Arthur Hayes, co-founder of BitMEX and CIO of Maelstrom, has released a new market note titled 'No Trade Zone,' warning that Bitcoin's near-term outlook is increasingly tied to global liquidity conditions rather than traditional macro indicators. He argues that without policy-driven liquidity injections into banks and credit markets, Bitcoin may stall or even sell off before finding its footing.
Quantity Over Price: The Core Thesis
Hayes framed his outlook around monetary conditions, asking: 'Do you believe the quantity or the price of money is more important when valuing Bitcoin?' He answered with a direct thesis: 'I believe the quantity of money determines the price of Bitcoin, not its price.' This view underpins his broader market framework, which expects Bitcoin to struggle during forced deleveraging and strengthen when policymakers expand credit. He tied that dynamic to geopolitical outcomes involving the Strait of Hormuz, as well as a domestic economic slowdown driven by white-collar job losses. In his view, those pressures could hit credit quality, weigh on banks, and delay any durable crypto rally until authorities supply fresh liquidity.
Geopolitical Tensions and Credit Stress
Hayes wrote: 'Bitcoin might bounce a bit after the situation reverts to the pre-war status quo. However, the AI agentic deflation bomb still ticks below the surface. Until the Fed provides the liquidity needed to plug the black hole in banks' balance sheets caused by consumer credit defaults, Bitcoin will not meaningfully rise.' He added, 'That’s not to say it couldn’t spike to $80,000 to $90,000, but for me putting new units of fiat at risk requires an all-clear from the Fed.' The statement shows he still sees upside potential, but only after broader financial stress is addressed.

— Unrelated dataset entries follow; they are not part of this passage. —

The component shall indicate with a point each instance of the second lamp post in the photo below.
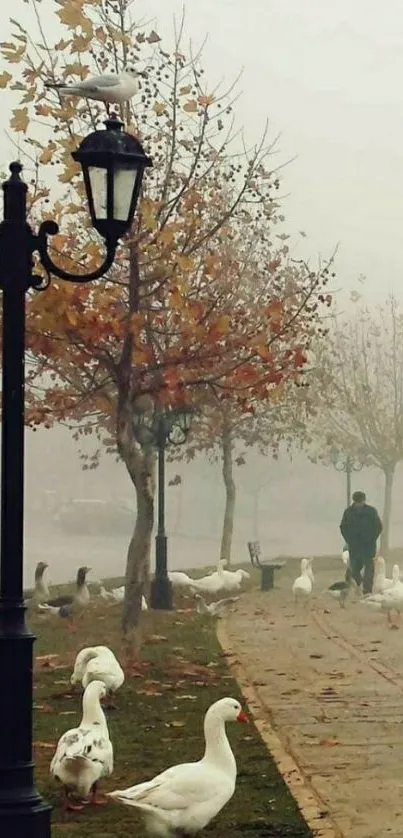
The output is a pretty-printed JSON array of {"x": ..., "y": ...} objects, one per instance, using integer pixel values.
[
  {"x": 162, "y": 426},
  {"x": 346, "y": 463}
]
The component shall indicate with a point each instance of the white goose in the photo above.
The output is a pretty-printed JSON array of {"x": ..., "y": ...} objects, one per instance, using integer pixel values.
[
  {"x": 381, "y": 581},
  {"x": 84, "y": 754},
  {"x": 390, "y": 600},
  {"x": 302, "y": 585},
  {"x": 185, "y": 798},
  {"x": 233, "y": 579},
  {"x": 345, "y": 557},
  {"x": 211, "y": 584},
  {"x": 179, "y": 579},
  {"x": 213, "y": 609},
  {"x": 118, "y": 595},
  {"x": 98, "y": 663}
]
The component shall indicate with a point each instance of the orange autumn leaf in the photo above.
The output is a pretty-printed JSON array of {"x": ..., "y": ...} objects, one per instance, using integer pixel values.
[{"x": 190, "y": 106}]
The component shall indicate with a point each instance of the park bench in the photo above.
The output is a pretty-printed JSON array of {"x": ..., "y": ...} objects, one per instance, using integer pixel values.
[{"x": 267, "y": 567}]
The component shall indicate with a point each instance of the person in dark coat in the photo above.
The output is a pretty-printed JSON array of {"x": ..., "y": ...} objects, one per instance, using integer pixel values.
[{"x": 360, "y": 528}]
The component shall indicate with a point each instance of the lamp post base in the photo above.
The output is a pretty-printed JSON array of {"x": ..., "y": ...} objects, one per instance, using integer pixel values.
[
  {"x": 161, "y": 594},
  {"x": 25, "y": 821}
]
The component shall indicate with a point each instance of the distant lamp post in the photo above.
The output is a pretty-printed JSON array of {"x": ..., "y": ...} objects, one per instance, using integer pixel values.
[
  {"x": 162, "y": 426},
  {"x": 113, "y": 165},
  {"x": 346, "y": 463}
]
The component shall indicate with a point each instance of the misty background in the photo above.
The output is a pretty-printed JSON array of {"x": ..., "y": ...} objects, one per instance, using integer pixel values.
[
  {"x": 327, "y": 76},
  {"x": 299, "y": 508}
]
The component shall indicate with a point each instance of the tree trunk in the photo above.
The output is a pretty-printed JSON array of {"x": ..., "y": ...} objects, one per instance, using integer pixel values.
[
  {"x": 230, "y": 495},
  {"x": 387, "y": 508}
]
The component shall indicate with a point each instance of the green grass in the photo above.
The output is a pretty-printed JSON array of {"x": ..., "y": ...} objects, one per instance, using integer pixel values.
[{"x": 158, "y": 723}]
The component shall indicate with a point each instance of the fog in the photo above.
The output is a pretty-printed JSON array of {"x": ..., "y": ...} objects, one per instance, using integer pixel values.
[
  {"x": 299, "y": 508},
  {"x": 327, "y": 76}
]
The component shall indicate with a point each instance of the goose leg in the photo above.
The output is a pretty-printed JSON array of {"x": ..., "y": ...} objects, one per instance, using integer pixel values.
[
  {"x": 94, "y": 799},
  {"x": 68, "y": 805}
]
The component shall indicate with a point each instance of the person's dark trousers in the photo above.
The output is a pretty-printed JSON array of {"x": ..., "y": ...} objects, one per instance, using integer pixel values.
[
  {"x": 356, "y": 565},
  {"x": 368, "y": 581}
]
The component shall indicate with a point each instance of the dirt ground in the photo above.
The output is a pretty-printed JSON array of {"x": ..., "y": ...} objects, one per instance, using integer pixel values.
[{"x": 331, "y": 681}]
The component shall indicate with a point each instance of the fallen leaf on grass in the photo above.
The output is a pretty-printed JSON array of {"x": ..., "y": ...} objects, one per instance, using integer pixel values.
[
  {"x": 41, "y": 658},
  {"x": 49, "y": 745},
  {"x": 46, "y": 708},
  {"x": 182, "y": 697},
  {"x": 149, "y": 692}
]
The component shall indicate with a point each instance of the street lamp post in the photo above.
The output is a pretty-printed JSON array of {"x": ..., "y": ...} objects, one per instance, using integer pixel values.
[
  {"x": 348, "y": 465},
  {"x": 163, "y": 426},
  {"x": 113, "y": 165}
]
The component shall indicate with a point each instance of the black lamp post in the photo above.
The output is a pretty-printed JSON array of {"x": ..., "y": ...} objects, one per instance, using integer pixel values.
[
  {"x": 347, "y": 464},
  {"x": 113, "y": 165},
  {"x": 158, "y": 428}
]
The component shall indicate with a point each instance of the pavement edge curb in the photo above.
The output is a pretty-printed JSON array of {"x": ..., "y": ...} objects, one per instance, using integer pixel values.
[{"x": 309, "y": 802}]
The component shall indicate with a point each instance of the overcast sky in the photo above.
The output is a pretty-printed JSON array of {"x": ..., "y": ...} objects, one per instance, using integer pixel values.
[{"x": 328, "y": 76}]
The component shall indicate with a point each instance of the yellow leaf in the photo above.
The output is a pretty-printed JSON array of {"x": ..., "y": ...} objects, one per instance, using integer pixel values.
[
  {"x": 61, "y": 45},
  {"x": 48, "y": 152},
  {"x": 4, "y": 79},
  {"x": 148, "y": 214},
  {"x": 185, "y": 263},
  {"x": 100, "y": 34},
  {"x": 176, "y": 301},
  {"x": 20, "y": 119},
  {"x": 15, "y": 56},
  {"x": 80, "y": 44},
  {"x": 72, "y": 17},
  {"x": 159, "y": 108},
  {"x": 153, "y": 37},
  {"x": 71, "y": 317},
  {"x": 43, "y": 110},
  {"x": 191, "y": 106},
  {"x": 70, "y": 170},
  {"x": 206, "y": 100},
  {"x": 166, "y": 236}
]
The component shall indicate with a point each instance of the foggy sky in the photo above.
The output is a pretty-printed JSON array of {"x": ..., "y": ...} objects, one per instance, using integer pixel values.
[{"x": 328, "y": 77}]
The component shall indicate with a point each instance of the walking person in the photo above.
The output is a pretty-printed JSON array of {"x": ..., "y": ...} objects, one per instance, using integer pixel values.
[{"x": 360, "y": 527}]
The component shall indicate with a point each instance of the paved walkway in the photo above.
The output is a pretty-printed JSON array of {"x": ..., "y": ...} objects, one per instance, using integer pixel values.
[{"x": 331, "y": 683}]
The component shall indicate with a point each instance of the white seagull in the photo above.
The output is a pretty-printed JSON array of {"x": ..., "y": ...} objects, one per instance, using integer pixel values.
[{"x": 113, "y": 88}]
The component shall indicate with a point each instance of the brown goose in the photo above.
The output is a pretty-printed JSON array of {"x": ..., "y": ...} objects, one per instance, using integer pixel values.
[{"x": 66, "y": 604}]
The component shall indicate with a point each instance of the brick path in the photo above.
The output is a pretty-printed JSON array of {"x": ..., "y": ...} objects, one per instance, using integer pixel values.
[{"x": 331, "y": 683}]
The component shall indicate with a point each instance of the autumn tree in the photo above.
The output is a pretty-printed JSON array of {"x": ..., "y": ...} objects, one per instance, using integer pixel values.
[
  {"x": 179, "y": 311},
  {"x": 230, "y": 426},
  {"x": 360, "y": 369},
  {"x": 226, "y": 433}
]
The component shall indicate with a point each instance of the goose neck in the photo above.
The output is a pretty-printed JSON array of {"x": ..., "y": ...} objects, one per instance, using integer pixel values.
[
  {"x": 218, "y": 750},
  {"x": 92, "y": 710}
]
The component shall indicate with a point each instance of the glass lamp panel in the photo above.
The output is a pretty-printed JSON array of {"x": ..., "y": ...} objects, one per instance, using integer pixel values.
[
  {"x": 98, "y": 181},
  {"x": 124, "y": 181}
]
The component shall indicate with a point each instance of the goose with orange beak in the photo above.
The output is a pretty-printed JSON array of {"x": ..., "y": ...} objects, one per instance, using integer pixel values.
[{"x": 186, "y": 797}]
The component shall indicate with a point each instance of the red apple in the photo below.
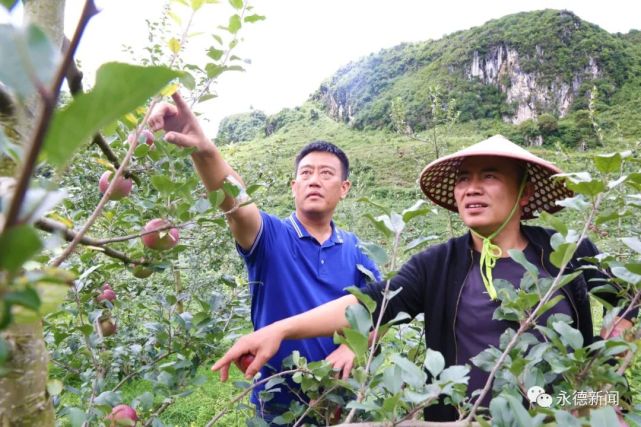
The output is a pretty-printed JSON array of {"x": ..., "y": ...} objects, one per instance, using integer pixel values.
[
  {"x": 107, "y": 327},
  {"x": 107, "y": 294},
  {"x": 121, "y": 189},
  {"x": 147, "y": 136},
  {"x": 123, "y": 415},
  {"x": 244, "y": 361},
  {"x": 141, "y": 271},
  {"x": 160, "y": 240}
]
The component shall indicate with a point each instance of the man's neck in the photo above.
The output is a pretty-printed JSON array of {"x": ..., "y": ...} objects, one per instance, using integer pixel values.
[
  {"x": 510, "y": 238},
  {"x": 319, "y": 227}
]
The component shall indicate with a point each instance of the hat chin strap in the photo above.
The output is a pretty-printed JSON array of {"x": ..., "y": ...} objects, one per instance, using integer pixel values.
[{"x": 491, "y": 252}]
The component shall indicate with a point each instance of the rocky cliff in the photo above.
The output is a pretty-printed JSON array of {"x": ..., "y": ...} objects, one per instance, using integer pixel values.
[{"x": 514, "y": 68}]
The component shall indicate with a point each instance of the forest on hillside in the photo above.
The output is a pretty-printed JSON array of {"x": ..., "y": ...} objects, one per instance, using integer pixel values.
[{"x": 120, "y": 282}]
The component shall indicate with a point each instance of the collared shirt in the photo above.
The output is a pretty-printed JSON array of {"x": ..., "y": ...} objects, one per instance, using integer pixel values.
[{"x": 290, "y": 272}]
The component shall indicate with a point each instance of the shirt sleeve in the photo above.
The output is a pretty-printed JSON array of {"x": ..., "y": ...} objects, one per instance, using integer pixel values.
[
  {"x": 366, "y": 262},
  {"x": 269, "y": 226},
  {"x": 410, "y": 287}
]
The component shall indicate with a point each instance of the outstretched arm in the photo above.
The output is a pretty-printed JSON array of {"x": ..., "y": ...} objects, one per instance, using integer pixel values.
[
  {"x": 323, "y": 320},
  {"x": 182, "y": 129}
]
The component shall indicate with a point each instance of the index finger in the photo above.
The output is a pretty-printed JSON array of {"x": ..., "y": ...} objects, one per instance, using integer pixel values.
[{"x": 180, "y": 102}]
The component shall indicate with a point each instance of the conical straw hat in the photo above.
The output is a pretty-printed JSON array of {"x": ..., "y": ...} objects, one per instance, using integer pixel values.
[{"x": 439, "y": 177}]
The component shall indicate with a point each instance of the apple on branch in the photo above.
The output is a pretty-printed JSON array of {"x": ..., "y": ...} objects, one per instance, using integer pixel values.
[
  {"x": 121, "y": 189},
  {"x": 161, "y": 240}
]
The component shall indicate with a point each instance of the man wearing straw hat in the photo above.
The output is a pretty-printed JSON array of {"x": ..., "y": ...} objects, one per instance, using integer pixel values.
[{"x": 493, "y": 186}]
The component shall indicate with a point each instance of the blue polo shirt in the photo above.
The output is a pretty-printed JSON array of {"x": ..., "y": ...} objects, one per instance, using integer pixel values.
[{"x": 290, "y": 272}]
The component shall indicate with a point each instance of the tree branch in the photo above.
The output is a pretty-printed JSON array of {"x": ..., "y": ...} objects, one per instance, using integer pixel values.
[
  {"x": 7, "y": 107},
  {"x": 74, "y": 81},
  {"x": 527, "y": 323},
  {"x": 51, "y": 226},
  {"x": 48, "y": 107}
]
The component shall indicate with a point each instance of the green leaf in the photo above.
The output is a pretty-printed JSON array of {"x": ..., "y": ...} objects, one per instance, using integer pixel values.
[
  {"x": 411, "y": 373},
  {"x": 174, "y": 45},
  {"x": 392, "y": 379},
  {"x": 625, "y": 274},
  {"x": 382, "y": 224},
  {"x": 569, "y": 335},
  {"x": 356, "y": 341},
  {"x": 633, "y": 243},
  {"x": 564, "y": 418},
  {"x": 18, "y": 245},
  {"x": 54, "y": 387},
  {"x": 363, "y": 298},
  {"x": 375, "y": 253},
  {"x": 5, "y": 351},
  {"x": 385, "y": 209},
  {"x": 145, "y": 401},
  {"x": 554, "y": 222},
  {"x": 119, "y": 89},
  {"x": 604, "y": 417},
  {"x": 9, "y": 149},
  {"x": 608, "y": 163},
  {"x": 519, "y": 412},
  {"x": 162, "y": 183},
  {"x": 486, "y": 359},
  {"x": 434, "y": 362},
  {"x": 77, "y": 416},
  {"x": 418, "y": 209},
  {"x": 254, "y": 18},
  {"x": 578, "y": 203},
  {"x": 234, "y": 24},
  {"x": 366, "y": 272},
  {"x": 583, "y": 183},
  {"x": 519, "y": 257},
  {"x": 108, "y": 398},
  {"x": 548, "y": 305},
  {"x": 215, "y": 54},
  {"x": 216, "y": 197},
  {"x": 456, "y": 373},
  {"x": 563, "y": 254},
  {"x": 25, "y": 53},
  {"x": 359, "y": 318},
  {"x": 9, "y": 4},
  {"x": 27, "y": 298},
  {"x": 418, "y": 242}
]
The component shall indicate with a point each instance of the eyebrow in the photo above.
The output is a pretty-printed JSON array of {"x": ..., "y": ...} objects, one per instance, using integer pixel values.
[
  {"x": 484, "y": 170},
  {"x": 319, "y": 167}
]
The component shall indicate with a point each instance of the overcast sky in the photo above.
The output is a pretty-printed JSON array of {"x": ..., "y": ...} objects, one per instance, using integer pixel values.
[{"x": 302, "y": 42}]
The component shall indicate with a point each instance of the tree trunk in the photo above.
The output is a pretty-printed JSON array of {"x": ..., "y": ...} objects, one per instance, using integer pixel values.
[
  {"x": 48, "y": 15},
  {"x": 24, "y": 400}
]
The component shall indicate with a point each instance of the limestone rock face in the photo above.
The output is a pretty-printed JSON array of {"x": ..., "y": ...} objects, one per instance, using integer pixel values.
[{"x": 530, "y": 92}]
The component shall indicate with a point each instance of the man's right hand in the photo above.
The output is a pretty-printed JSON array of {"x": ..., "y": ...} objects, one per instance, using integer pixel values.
[
  {"x": 179, "y": 123},
  {"x": 262, "y": 344}
]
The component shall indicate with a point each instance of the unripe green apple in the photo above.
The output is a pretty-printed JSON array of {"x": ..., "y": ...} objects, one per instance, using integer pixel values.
[
  {"x": 160, "y": 240},
  {"x": 123, "y": 415},
  {"x": 121, "y": 189}
]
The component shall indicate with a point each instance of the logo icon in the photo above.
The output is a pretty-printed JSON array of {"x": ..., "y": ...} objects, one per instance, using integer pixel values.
[{"x": 538, "y": 395}]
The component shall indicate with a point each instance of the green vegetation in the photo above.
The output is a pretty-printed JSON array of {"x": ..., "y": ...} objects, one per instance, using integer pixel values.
[
  {"x": 559, "y": 48},
  {"x": 241, "y": 127}
]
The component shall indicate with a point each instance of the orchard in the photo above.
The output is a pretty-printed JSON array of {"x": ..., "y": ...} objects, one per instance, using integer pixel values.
[{"x": 120, "y": 283}]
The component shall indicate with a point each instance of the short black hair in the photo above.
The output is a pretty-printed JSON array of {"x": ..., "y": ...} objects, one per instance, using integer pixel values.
[{"x": 325, "y": 147}]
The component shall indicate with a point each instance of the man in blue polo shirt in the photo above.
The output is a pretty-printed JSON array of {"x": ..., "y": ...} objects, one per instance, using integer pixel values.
[
  {"x": 294, "y": 264},
  {"x": 493, "y": 185}
]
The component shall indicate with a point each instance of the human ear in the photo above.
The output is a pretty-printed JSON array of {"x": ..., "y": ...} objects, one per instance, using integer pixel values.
[
  {"x": 345, "y": 186},
  {"x": 528, "y": 192}
]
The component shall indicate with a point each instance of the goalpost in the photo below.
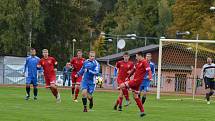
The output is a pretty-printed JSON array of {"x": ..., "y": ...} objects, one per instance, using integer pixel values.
[{"x": 179, "y": 65}]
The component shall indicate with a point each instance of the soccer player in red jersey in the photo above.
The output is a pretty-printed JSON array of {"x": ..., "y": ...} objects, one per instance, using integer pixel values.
[
  {"x": 139, "y": 71},
  {"x": 124, "y": 68},
  {"x": 76, "y": 63},
  {"x": 49, "y": 66}
]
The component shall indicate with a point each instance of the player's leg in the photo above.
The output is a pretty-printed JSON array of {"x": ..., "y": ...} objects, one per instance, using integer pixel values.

Hayes also warned that market stress could produce another sharp Bitcoin selloff before any recovery takes hold. 'As investors de-risk their portfolios because of higher volatility and lower prices, investors sell bitcoin to meet margin calls,' he described, adding: 'Only when things get bad enough will bitcoin rise, as expectations of a bailout become the consensus.' In the most extreme scenario, even a liquidity-fueled rally may not last. 'The rally in bitcoin, inspired by money printing, might be short-lived because the destruction of the Iranian state materially raises the prospect of WW3.' Taken together, the essay presents a conditional forecast: near-term volatility remains high, while any lasting upside still depends on crisis-era money creation.
Waiting for the Fed Balance Sheet Expansion
Hayes emphasized that Bitcoin's next major move hinges on central bank balance sheets. He previously noted that liquidity expansion, currency stress, and deleveraging are the primary drivers for Bitcoin. Currently, the market is in a 'no trade zone,' and investors should remain cautious until the Fed or other authorities explicitly signal liquidity injections. Once a credit crisis forces central banks to unleash massive quantitative easing, Bitcoin could mount a meaningful recovery.